Но в то время как мир был восстановлен на левой стороне Днепра, на правой, в области Владимирской, возникли опять усобицы, ибо земля Черниговская отдана была в исключительное владение одному роду Святославичей, тогда как Владимирская область была поделена между двумя враждебными линиями, из которых каждая считала себя вправе на обладание целою волостию.
Давид Игоревич, которому достался Владимир, опасался, что Ростиславичи, сгубившие Ярополка, не оставят и его в покое. Особенно боялся он младшего из них, Василька, который отличался необыкновенно предприимчивым духом и питал геройские замыслы. Наделав много зла Польше во время господствовавших в ней смятений после Болеслава II, Василько хотел нанести решительный удар этой державе, потом сбирался идти на дунайских болгар и поселить их у себя (знак, как тяготились князья малолюдностию русских владений и заботились всего более об умножении городов и народонаселения); наконец, Василько думал ударить на половцев и либо стяжать себе славу, либо положить голову за Русскую землю{225}.

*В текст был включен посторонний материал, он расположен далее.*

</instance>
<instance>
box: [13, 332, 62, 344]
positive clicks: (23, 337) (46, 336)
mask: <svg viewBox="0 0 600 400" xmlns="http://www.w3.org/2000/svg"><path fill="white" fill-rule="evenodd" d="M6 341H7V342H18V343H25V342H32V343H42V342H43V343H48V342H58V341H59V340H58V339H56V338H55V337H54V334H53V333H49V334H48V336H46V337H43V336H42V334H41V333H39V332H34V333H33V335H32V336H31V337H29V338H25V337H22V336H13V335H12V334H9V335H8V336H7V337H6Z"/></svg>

Ясно, что соседство такого князя, прямого внука старого Святослава, не могло нравиться Давиду. Притом узнали, что толпы степных варваров — берендеи, торки, печенеги идут к Васильку: Давид не мог не встревожиться этим известием; скоро явились люди, которые начали подтверждать его опасения: то были трое из близких к нему дружинников — Туряк, Лазарь и Василь{226}. Они уверяли Давида, что двое самых доблестных князей — Мономах и Василько сложились вместе, чтобы выгнать Святополка из Киева, а его, Давида, из Владимира. Игоревич поверил, но решение, принятое на съезде, что все князья должны вооружиться на зачинщика усобиц{227}, связывало ему руки, и потому он решился употребить орудием в. князя.
С этою целию Давид, на возвратном же пути из Любеча заехав в Киев, стал наговаривать Святополку, что им обоим не ждать добра от Ростиславичей, что они убили Святополкова брата и теперь в союзе с Мономахом хотят завладеть Киевом, что должно предупредить врагов, для чего необходимо захватить Василька. Напоминовение о несчастной кончине брата взволновало Святополка; с другой стороны, он боялся нарушить клятву, только что данную целому роду; напоследок злые советы перемогли: Святополк решился задержать Василька, коварно зазвав его к себе на перепутье. Но, начав дело, опять не знал, как кончить; созвал совет из бояр и граждан: советники отвечали неудовлетворительно, что если слова Давида справедливы, то Василько достоин казни, духовенство же прямо заступилось за пленника{228}. Тогда Давид начал говорить, что по крайней мере нужно ослепить Василька, и увез наконец свою жертву у полусогласного Святополка. Злодеяние было совершено на дороге: Ростиславич ослеплен.